In life, money isn’t everything, but in a start-up, it is. Many entrepreneurs, investors and business analysts have written and talked extensively about this topic and, having developed our first business to the point it is now, only now can I truly appreciate why.
Tracy Eden, National Marketing Director for Commercial Finance Group recently summed up the importance of cash flow in a blog post back in May. She said “One of the biggest financial mistakes many small business owners make is focusing too heavily on profitability at the expense of cash flow. There’s an old saying that sums it up well: ‘Profit is Queen, but cash is King’.”
Trying to run a start-up without cash flow is a bit like trying to play the final of the Champion’s League when you aren’t fit enough. It is so integral to the success of a venture, that even if you have the best product or best employees, if you can’t keep the show on the road, there’ll be no show.
Perhaps one of the most exciting things about knock-out competitions like the Champion’s League is the fact that it can go to extra-time or even penalties! When the latter happens, often the winner, who comes out, is simply the team that was physically able to keep going the longest.
Let’s say for example the ball in this football match is your product and that if you use the ball/product well enough to score more than you’re opponents, you’ll win the match. For the purpose of this analogy let’s associate winning the match to selling your company or landing that huge customer.
Now your team all has to work together to score enough goals so that you beat your competitors and ensure you achieve the ultimate goal. One of the problems however, is that this is a final, and you don’t know how long it’s going to take to win this match. It could be 90 minutes it could be 120 minutes or it could even be 120 minutes plus a penalty shoot-out.
As a result of this ambiguity, the management team’s job is to ensure their players have the fitness levels to be able to get to the end of the match whatever the outcome. If they don’t have the fitness then they’ll start to get injured and the team could crumple and miss out on the end goal by the narrowest of margins.
Let’s think of the manager, in this case, as the CFO of the company and, the fitness of the players, as the company’s cash flow.
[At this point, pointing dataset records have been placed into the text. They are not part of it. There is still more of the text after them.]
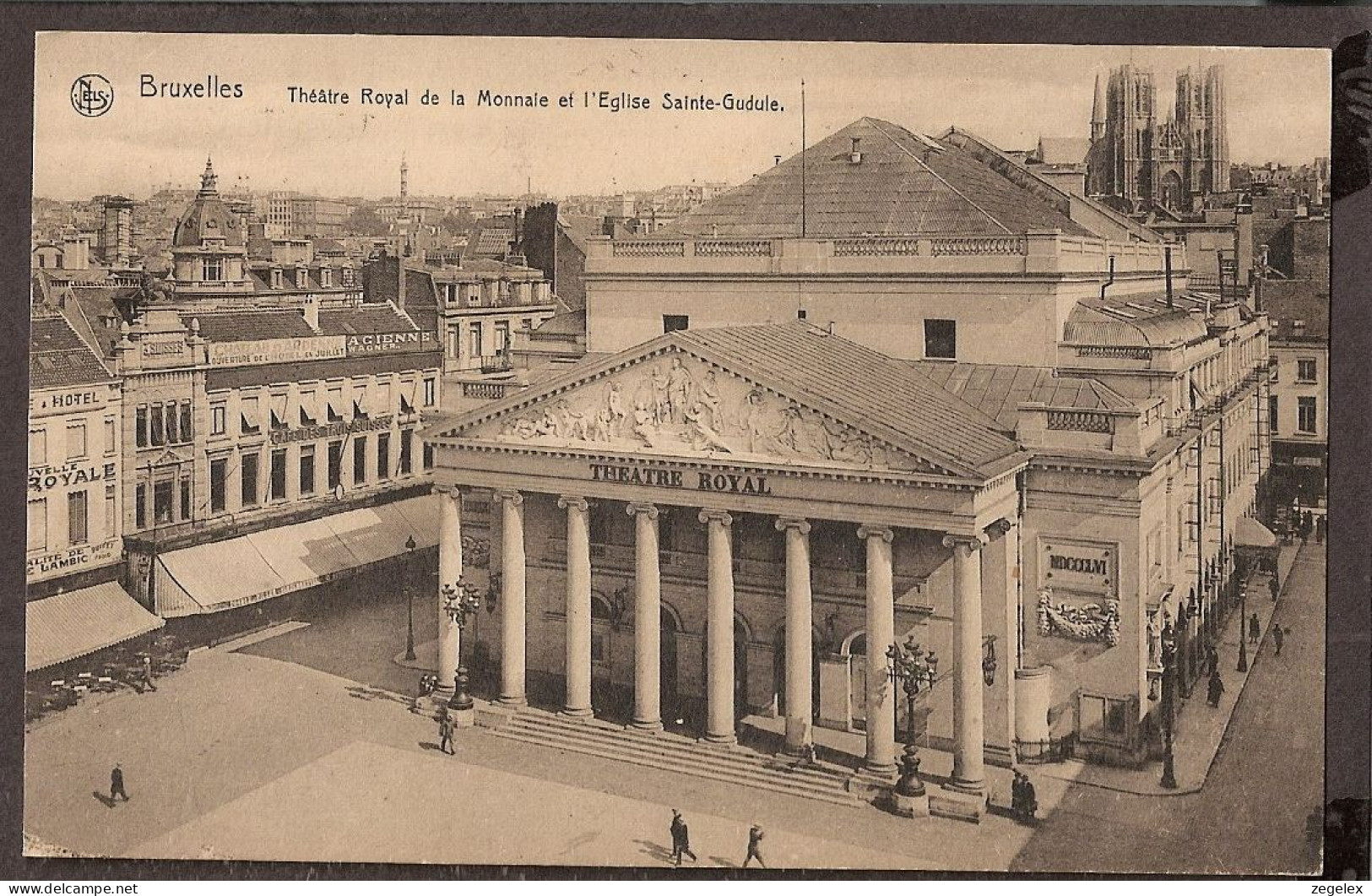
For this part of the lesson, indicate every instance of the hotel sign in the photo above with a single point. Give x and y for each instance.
(390, 344)
(698, 481)
(1080, 567)
(73, 560)
(252, 351)
(329, 430)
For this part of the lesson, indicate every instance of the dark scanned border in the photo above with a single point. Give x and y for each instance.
(1350, 478)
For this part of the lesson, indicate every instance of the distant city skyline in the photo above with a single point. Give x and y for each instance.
(335, 149)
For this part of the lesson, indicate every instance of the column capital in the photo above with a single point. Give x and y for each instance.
(965, 542)
(647, 509)
(711, 515)
(884, 533)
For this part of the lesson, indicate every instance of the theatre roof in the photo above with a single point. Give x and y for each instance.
(999, 388)
(900, 184)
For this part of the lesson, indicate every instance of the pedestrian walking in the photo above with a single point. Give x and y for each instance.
(147, 672)
(755, 843)
(1214, 691)
(681, 839)
(117, 784)
(445, 733)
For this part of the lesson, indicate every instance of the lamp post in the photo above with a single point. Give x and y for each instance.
(461, 601)
(911, 667)
(1169, 672)
(409, 600)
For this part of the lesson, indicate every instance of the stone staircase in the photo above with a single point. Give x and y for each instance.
(673, 752)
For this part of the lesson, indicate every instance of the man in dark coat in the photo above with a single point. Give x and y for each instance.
(117, 784)
(681, 839)
(755, 845)
(1216, 689)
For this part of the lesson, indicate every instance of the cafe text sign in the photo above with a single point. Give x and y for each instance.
(252, 351)
(664, 478)
(72, 560)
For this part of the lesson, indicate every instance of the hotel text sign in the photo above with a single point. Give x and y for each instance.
(235, 355)
(386, 344)
(663, 478)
As players and whether you play in attack (sales), midfield (marketing) or in defense (product development), you will be relying on the management team to have given you the adequate training to ensure you have the necessary physical reserves to achieve the goal for the team.
The team that has the reserves to keep going will be in a much better chance to win the match than the team who doesn’t. It’s really as simple as that.
So, if you keep cash flow as your number one priority, it’ll keep your dreams of success still alive.